A multimillion-dollar lawsuit has been sprung on Jerry Springer.

The sons of onetime guest Nancy Campbell-Panitz, who was murdered by her ex-husband after they appeared on an episode of The Jerry Springer Show about love triangles, are suing the trash-TV ringmaster, claiming he created "a mood that led to murder."

Ralf Panitz, 42, was convicted of murder and sentenced to life imprisonment earlier this year for the July 24, 2000, beating death of his 52-year-old ex-wife.
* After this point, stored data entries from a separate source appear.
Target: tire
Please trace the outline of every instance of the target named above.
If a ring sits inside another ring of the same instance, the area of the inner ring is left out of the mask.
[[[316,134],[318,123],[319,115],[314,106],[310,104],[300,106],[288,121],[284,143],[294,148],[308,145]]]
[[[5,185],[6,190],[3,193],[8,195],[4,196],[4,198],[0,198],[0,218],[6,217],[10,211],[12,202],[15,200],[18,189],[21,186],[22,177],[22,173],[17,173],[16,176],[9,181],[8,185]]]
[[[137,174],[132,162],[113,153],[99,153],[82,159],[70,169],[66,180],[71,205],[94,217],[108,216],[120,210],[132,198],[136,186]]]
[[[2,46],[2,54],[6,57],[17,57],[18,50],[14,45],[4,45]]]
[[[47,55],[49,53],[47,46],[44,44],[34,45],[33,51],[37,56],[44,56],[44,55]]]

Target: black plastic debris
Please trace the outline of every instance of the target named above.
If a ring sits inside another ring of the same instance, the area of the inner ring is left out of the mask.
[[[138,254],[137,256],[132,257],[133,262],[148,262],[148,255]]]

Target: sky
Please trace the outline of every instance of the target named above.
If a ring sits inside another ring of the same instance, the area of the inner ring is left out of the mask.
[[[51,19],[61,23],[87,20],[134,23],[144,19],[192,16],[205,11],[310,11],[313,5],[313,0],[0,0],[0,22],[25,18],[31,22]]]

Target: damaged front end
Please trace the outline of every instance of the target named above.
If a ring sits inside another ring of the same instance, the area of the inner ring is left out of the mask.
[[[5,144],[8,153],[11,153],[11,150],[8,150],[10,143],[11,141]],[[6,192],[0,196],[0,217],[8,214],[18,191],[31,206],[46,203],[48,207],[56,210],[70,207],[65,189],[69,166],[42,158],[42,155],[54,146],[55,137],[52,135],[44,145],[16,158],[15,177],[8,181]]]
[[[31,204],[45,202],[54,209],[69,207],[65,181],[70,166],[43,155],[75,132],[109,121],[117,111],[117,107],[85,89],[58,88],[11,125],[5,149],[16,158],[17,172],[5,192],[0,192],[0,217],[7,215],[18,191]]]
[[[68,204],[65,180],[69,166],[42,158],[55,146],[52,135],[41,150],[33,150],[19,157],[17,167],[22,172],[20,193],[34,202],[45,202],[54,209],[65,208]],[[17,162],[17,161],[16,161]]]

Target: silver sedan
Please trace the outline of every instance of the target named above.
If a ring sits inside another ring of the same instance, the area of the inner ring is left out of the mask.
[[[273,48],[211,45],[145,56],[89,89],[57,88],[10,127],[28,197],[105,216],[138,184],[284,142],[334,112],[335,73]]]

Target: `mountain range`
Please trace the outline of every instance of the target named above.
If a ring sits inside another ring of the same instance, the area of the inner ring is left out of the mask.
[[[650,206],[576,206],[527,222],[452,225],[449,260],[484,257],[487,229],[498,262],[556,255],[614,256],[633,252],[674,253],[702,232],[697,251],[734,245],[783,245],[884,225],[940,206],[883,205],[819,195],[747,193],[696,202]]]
Filed Wednesday in Florida's Sarasota County Court by Jeffrey Campbell and Gary Campbell, the lawsuit accuses Springer, his producers and the syndicated show's distributor, Studios USA, of setting up Campbell-Panitz. Her sons say their mother was lured to show thinking Springer would help her reconcile with Panitz. Instead, the suit claims, Campbell-Panitz was depicted as the scorned lover in a tawdry show about love triangles.

The sons, who both hail from of Kalamazoo, Michigan, also claimed producers of Springer's Chicago-based show contributed to their mother's death by not doing a thorough enough background check on Panitz and then encouraging him to lie during the taping, which took place in May 2000.
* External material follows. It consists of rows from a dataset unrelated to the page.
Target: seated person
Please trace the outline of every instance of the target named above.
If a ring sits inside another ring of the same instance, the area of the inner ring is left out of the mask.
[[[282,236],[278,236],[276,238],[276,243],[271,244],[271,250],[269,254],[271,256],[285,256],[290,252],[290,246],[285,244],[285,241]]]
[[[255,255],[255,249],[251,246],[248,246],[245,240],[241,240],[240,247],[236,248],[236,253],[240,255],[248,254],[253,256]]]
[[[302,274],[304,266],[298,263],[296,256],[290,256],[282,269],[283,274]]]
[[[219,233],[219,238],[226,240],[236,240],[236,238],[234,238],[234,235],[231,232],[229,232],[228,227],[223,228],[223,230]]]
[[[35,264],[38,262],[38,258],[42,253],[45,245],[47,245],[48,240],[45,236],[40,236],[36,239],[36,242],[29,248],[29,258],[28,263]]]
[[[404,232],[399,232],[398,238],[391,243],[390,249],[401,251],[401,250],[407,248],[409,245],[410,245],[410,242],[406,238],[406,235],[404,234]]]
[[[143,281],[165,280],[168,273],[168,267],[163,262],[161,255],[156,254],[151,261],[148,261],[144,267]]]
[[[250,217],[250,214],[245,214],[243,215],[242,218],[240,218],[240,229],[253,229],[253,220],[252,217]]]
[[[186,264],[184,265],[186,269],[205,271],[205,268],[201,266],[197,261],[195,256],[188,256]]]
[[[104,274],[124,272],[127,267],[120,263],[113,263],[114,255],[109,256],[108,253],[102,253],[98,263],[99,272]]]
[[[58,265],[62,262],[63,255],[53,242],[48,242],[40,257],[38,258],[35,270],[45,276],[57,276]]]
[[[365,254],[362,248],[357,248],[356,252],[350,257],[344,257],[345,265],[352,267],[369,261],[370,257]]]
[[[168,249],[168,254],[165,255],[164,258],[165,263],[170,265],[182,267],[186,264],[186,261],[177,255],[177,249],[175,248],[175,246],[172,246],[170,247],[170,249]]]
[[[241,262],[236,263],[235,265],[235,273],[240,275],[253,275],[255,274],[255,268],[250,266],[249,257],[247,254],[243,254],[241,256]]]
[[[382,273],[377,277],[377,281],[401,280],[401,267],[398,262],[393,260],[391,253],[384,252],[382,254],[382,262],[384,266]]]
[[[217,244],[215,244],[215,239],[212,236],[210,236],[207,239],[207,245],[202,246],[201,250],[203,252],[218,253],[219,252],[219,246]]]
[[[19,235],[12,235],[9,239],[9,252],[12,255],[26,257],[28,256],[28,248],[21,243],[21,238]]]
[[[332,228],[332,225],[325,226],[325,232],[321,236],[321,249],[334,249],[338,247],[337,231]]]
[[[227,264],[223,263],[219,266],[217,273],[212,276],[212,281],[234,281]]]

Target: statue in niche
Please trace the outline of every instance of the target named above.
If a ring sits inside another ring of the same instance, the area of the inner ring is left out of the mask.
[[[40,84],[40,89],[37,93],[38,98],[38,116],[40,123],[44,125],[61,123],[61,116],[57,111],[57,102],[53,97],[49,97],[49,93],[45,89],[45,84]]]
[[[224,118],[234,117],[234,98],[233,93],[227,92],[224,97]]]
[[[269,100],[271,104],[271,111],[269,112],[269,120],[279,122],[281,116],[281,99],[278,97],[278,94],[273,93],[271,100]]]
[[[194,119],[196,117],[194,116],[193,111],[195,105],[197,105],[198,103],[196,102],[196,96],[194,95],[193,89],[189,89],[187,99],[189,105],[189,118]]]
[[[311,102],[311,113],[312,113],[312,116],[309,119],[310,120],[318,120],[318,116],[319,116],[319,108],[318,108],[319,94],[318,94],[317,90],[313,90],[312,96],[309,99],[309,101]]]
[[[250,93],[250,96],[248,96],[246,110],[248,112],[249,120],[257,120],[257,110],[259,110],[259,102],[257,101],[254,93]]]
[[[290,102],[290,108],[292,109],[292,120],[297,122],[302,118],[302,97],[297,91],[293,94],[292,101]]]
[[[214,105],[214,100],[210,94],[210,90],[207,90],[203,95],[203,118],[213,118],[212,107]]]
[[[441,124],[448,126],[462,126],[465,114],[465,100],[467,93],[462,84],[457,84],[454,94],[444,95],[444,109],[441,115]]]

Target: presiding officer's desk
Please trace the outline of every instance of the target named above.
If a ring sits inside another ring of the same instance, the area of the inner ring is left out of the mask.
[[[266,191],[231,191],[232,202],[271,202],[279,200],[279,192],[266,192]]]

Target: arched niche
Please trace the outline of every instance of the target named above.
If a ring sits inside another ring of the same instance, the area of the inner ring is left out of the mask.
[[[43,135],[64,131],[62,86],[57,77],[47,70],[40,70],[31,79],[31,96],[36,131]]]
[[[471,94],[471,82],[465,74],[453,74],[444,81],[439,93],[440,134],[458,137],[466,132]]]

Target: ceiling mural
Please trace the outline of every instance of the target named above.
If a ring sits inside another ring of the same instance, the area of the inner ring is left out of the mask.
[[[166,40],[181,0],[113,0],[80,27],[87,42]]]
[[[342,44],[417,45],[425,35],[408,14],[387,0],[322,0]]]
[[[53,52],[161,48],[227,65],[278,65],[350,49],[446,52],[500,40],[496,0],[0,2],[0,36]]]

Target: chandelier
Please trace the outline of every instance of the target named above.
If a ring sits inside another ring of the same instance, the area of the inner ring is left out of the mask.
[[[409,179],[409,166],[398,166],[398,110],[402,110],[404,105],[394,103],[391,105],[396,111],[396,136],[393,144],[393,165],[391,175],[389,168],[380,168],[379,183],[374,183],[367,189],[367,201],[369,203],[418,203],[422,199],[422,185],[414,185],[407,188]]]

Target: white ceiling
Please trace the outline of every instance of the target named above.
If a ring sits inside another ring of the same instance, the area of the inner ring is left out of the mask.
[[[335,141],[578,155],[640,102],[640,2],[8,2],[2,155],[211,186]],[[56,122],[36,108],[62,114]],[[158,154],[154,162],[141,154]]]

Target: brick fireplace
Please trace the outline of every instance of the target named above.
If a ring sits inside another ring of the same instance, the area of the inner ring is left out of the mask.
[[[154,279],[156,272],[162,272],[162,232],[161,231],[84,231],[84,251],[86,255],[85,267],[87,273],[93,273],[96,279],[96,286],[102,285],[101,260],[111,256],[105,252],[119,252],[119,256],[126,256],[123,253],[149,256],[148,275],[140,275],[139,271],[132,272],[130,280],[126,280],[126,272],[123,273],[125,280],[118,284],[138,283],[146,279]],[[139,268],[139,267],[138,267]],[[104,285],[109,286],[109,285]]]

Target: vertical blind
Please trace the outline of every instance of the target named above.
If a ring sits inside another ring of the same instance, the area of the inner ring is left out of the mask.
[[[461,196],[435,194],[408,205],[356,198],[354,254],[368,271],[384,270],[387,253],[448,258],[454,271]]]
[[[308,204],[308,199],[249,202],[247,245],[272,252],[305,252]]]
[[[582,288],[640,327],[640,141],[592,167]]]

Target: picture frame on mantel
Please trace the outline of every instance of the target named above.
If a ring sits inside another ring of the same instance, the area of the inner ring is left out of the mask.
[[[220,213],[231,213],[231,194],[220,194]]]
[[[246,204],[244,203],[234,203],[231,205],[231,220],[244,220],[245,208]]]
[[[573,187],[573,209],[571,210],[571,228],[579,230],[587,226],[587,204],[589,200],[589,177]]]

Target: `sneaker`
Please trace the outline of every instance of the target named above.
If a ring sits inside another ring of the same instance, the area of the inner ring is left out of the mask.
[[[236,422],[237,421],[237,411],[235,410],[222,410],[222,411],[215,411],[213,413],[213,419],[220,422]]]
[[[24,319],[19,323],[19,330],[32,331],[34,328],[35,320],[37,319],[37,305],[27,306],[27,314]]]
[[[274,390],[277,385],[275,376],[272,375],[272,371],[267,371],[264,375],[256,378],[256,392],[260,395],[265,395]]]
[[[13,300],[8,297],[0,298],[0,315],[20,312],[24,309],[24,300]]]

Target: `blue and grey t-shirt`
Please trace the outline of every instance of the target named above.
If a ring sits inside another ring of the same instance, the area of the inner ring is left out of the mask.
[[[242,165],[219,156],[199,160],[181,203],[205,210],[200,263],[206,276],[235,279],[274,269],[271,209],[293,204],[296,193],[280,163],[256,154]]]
During the episode, titled called "Secret Mistresses Confronted," Campbell-Panitz discovered her ex-hubby had secretly wed another woman in March of 2000, and that the newlyweds wanted Campbell-Panitz out of their lives. The show concluded with Campbell-Panitz being ridiculed by her ex's new wife and heckled by the audience as she left the stage.

Although Campbell-Panitz and Ralf Panitz divorced in 1999, she reportedly still lived with her former husband--even after he remarried. He allegedly split his time between the two women, and all three traded accusations of domestic violence among them.

Prosecutors said that, two months after the taping, Ralf Panitz watched the episode at a bar, stormed off to Campbell-Panitz's residence and--angry that she had since demanded he remove his belongings from her home--flew into a drunken rage and killed her.

Springer, 58, was unavailable for comment, however, his spokeswoman denied either Springer or his program had anything to do with the death.

"Many events occurred that were totally unrelated to the show, making it clear that neither the show, Jerry Springer, or the producers were responsible in any way for this tragedy, even if we are an easy and convenient target," Linda Shafran told the Associated Press.

The Springer case mirrors a negligence lawsuit brought by the family of a slain guest against The Jenny Jones Show. The show and its producers were found liable for $25 million following a now infamous 1995 Jones episode in which the show set up a guest to be "ambushed" by a secret admirer.

After Jonathan Schmitz appeared on the show and found out his secret admirer was a gay man named Scott Amedure, Schmitz killed him. In the 1999 criminal trial, Schmitz was found guilty of second-degree murder and sentenced to 25-50 years in prison.

Meanwhile, the $25 million verdict against The Jenny Jones Show in the civil case is on appeal.

Ironically, the suit comes after Springer decided in 1998 to cut out all the on-air violence on The Jerry Springer Show, which initially gained fame and grabbed ratings with its shouting matches and televised fist fights.

The suit also comes as Springer, a former mayor of Cincinnati, has been working on building a following overseas. Besides refereeing The Jerry Springer Show Stateside, he's also hosting a more traditional late-night talk show in England and just last week announced a new weekly program called The Jerry Springer Saturday Night to be aired in South Africa beginning this fall.

And despite his first film, The Ringmaster, bombing at the box office, Springer is currently developing another movie and has been recording an album of music.